Ce fut un plaisir de retrouver l’ASH 2022, en présentiel pour certains, en distantiel pour les autres. Encore une fois, un nombre impressionnant de communications, abstracts, ou posters ont été présentés. Dans le domaine des leucémies aiguës, la progression est constante sur le plan biologique avec le perfectionnement de sous-groupes moléculaires de pronostiques différents mais également clinique avec l’apport de nouvelles molécules pour ces sous-groupes, de l’immunothérapie et enfin le développement de CAR T cells pour les pathologies myéloïdes.

Comment améliorer le devenir des patients atteints de leucémie aiguë lymphoblastique (LAL) ?

L’apport des nouvelles thérapies (hors CAR T cells), telles que l’inotuzumab ozogamycin et le blinatumomab il y a quelques années, est un point important de l’amélioration des traitements. Les combinaisons en induction et consolidation se développent afin d’améliorer la tolérance notamment chez les sujets âgés et aussi d’améliorer le pourcentage de maladie résiduelle (MRD) indétectable dont l’impact pronostic est largement démontré.
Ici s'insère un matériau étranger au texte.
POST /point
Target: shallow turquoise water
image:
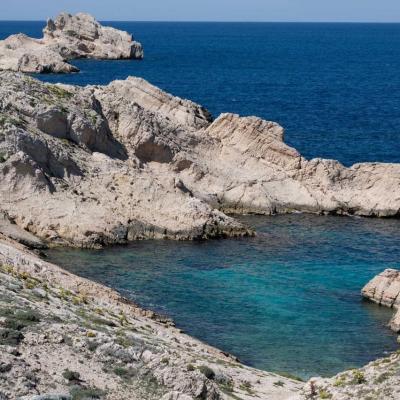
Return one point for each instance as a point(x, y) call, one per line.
point(287, 300)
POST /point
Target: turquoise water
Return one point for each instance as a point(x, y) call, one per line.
point(334, 87)
point(287, 300)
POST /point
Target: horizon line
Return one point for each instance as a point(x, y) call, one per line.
point(219, 21)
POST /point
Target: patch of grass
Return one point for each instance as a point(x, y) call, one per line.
point(124, 340)
point(190, 367)
point(71, 376)
point(20, 319)
point(246, 386)
point(207, 371)
point(59, 92)
point(382, 378)
point(226, 387)
point(86, 393)
point(358, 377)
point(124, 373)
point(324, 394)
point(92, 345)
point(10, 337)
point(340, 381)
point(4, 368)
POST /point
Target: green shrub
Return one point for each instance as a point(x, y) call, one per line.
point(92, 345)
point(207, 371)
point(124, 373)
point(10, 337)
point(358, 377)
point(71, 376)
point(4, 368)
point(323, 394)
point(86, 393)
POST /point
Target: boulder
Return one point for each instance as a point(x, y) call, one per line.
point(66, 38)
point(384, 289)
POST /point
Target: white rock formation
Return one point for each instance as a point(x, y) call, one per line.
point(108, 164)
point(384, 289)
point(66, 38)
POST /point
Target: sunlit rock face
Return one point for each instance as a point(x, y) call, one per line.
point(109, 164)
point(66, 38)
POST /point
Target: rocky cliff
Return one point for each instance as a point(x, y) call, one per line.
point(108, 164)
point(66, 38)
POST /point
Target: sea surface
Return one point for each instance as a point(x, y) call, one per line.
point(334, 87)
point(289, 299)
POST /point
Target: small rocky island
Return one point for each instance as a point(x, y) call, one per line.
point(66, 38)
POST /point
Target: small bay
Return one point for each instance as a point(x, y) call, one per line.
point(287, 300)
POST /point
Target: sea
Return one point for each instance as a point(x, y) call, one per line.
point(289, 299)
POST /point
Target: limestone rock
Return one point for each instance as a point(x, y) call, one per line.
point(66, 38)
point(108, 164)
point(384, 289)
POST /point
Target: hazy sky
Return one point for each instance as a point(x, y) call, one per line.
point(209, 10)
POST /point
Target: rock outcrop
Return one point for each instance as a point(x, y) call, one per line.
point(108, 164)
point(66, 38)
point(384, 289)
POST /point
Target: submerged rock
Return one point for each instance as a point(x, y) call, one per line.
point(68, 37)
point(384, 290)
point(108, 164)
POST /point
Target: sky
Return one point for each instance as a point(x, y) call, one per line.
point(209, 10)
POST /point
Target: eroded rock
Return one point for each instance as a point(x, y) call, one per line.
point(66, 38)
point(109, 164)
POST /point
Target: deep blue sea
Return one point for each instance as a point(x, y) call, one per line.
point(334, 87)
point(289, 299)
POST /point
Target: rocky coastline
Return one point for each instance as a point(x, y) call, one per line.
point(67, 37)
point(99, 165)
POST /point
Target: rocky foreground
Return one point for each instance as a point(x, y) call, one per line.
point(96, 165)
point(66, 338)
point(66, 38)
point(63, 337)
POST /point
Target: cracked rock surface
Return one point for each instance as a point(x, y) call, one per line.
point(97, 165)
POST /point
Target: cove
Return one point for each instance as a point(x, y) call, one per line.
point(287, 300)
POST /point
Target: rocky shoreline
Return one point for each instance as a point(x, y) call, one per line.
point(68, 337)
point(99, 165)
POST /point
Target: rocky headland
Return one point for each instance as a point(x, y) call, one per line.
point(97, 165)
point(66, 38)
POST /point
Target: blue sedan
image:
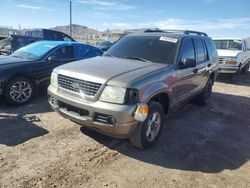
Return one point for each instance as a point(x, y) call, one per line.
point(29, 68)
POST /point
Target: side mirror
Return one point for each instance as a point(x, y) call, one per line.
point(52, 58)
point(189, 62)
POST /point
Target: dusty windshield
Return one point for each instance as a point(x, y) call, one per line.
point(228, 44)
point(34, 51)
point(158, 49)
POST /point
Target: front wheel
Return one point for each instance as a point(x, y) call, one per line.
point(245, 69)
point(147, 133)
point(19, 91)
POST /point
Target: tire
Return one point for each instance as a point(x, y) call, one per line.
point(245, 69)
point(203, 98)
point(144, 135)
point(19, 91)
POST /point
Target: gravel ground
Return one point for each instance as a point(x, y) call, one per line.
point(200, 147)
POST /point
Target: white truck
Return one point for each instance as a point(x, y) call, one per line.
point(234, 55)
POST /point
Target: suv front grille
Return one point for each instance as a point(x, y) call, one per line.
point(77, 85)
point(222, 60)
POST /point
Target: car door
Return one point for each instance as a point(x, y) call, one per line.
point(202, 63)
point(186, 83)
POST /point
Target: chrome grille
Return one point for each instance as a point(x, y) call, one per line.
point(77, 85)
point(222, 60)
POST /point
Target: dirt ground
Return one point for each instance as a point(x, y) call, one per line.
point(200, 147)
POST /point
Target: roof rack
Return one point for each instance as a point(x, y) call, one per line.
point(187, 32)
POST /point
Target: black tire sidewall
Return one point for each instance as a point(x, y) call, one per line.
point(153, 107)
point(8, 86)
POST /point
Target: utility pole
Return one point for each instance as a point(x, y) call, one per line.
point(70, 17)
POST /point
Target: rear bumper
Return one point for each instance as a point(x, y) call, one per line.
point(122, 114)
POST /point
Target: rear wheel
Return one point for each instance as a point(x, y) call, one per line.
point(203, 98)
point(147, 133)
point(19, 91)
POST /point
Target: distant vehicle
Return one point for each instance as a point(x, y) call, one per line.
point(29, 68)
point(105, 45)
point(128, 91)
point(14, 42)
point(234, 55)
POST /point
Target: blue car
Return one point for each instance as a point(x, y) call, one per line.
point(29, 68)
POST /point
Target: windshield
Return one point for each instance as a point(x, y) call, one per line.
point(34, 51)
point(228, 44)
point(159, 49)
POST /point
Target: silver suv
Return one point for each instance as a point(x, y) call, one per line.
point(130, 89)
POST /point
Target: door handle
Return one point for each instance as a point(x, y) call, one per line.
point(195, 70)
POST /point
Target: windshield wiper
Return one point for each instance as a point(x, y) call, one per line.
point(137, 58)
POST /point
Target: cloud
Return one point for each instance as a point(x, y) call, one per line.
point(106, 5)
point(28, 7)
point(31, 7)
point(120, 24)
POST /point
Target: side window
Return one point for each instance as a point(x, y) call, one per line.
point(200, 52)
point(211, 48)
point(66, 52)
point(205, 49)
point(244, 45)
point(187, 50)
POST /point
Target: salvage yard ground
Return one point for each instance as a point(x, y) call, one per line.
point(200, 147)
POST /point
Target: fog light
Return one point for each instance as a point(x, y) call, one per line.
point(141, 112)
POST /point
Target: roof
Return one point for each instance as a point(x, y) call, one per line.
point(227, 39)
point(169, 33)
point(58, 43)
point(174, 35)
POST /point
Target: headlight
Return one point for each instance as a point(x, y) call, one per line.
point(113, 94)
point(53, 80)
point(232, 61)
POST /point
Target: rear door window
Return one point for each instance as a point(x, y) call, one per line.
point(199, 49)
point(187, 50)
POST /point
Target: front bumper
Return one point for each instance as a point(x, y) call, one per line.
point(228, 68)
point(86, 113)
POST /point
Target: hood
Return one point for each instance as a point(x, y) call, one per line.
point(7, 60)
point(109, 70)
point(228, 53)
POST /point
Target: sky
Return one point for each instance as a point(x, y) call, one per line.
point(218, 18)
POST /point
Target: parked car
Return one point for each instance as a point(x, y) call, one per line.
point(128, 91)
point(234, 55)
point(105, 45)
point(14, 42)
point(29, 68)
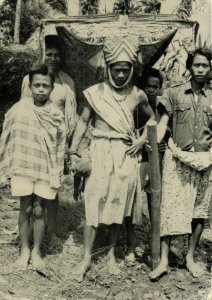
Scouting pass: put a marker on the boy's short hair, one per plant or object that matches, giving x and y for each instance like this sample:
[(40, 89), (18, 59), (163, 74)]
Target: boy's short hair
[(52, 41), (151, 72), (199, 51), (43, 70)]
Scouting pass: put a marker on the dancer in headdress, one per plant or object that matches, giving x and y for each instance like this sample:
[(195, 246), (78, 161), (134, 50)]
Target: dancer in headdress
[(113, 184)]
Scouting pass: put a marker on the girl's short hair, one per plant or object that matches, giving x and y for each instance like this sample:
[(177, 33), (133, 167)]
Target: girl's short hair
[(199, 51)]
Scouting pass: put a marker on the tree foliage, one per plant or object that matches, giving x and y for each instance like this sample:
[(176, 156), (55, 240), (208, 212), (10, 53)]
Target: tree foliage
[(32, 12), (122, 6), (89, 7), (185, 8), (131, 6)]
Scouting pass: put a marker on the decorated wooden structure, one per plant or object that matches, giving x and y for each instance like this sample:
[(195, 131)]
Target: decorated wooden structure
[(164, 41)]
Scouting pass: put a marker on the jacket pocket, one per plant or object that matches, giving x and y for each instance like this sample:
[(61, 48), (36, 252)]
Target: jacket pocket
[(182, 113)]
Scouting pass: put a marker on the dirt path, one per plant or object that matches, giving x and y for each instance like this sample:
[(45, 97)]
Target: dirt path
[(56, 283)]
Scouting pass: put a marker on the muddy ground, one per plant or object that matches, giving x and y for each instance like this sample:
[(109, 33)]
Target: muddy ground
[(56, 283)]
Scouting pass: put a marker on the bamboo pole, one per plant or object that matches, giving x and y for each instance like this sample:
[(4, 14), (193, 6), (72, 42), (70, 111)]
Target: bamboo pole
[(155, 180)]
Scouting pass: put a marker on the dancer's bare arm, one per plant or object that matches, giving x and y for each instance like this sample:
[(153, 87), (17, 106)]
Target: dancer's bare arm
[(162, 127), (146, 109), (81, 128)]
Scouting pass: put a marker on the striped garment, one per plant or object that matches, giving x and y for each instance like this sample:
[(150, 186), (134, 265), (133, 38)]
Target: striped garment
[(32, 143)]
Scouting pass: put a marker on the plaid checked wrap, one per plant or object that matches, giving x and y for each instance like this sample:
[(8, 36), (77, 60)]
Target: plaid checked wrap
[(32, 143)]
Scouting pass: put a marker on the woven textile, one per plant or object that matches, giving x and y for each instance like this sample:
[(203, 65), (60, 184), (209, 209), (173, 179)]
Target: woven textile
[(186, 194), (70, 100), (32, 143)]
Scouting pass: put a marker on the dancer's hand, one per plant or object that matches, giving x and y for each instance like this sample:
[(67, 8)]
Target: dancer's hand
[(74, 160), (162, 146), (135, 147)]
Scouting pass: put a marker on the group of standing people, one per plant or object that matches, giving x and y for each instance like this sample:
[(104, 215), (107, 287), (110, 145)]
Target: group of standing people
[(39, 128)]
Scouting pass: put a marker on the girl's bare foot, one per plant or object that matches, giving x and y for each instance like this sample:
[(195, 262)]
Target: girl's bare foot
[(161, 270), (38, 263), (194, 268), (22, 262), (130, 257), (113, 267), (81, 269)]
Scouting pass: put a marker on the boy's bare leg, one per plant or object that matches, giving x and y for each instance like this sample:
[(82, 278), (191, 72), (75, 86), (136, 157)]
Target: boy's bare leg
[(130, 256), (89, 238), (149, 203), (39, 227), (24, 231), (114, 230), (163, 266), (52, 211), (197, 228)]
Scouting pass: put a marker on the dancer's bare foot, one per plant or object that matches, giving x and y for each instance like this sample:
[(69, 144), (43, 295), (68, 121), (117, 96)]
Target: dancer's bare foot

Il faut citer à nouveau le MDACC avec leur étude de phase 2 dans la LAL Ph+ de l’adulte nouvellement diagnostiquée recevant l’association
blinatumomab et ponatinib (#213). L’objectif principal était le taux de réponse moléculaire complète (RMC). L’auteur a présenté les 40 patients adultes ayant reçu en première intention blinatumomab (5 cycles au total) et ponatinib (30 mg en induction puis 15 mg en consolidation si RMC atteinte puis entretien 15 mg par jour pendant 5 ans). Le taux de rémission complète (RC+RCi) est de 96% avec 97% de réponse moléculaire majeure (RMM), 87% de RMC dont 68% après 1 seul cycle, avec un seul décès à l’induction (3%). Les réponses au traitement sont très rapides dès J8. Avec une médiane de suivi courte de 18 mois (6-52), les courbes de survie globale et sans évènement sont quand même impressionnantes (figure 1). Un seul patient a été allogreffé en raison d’un BCR-ABL >0.01% persistant.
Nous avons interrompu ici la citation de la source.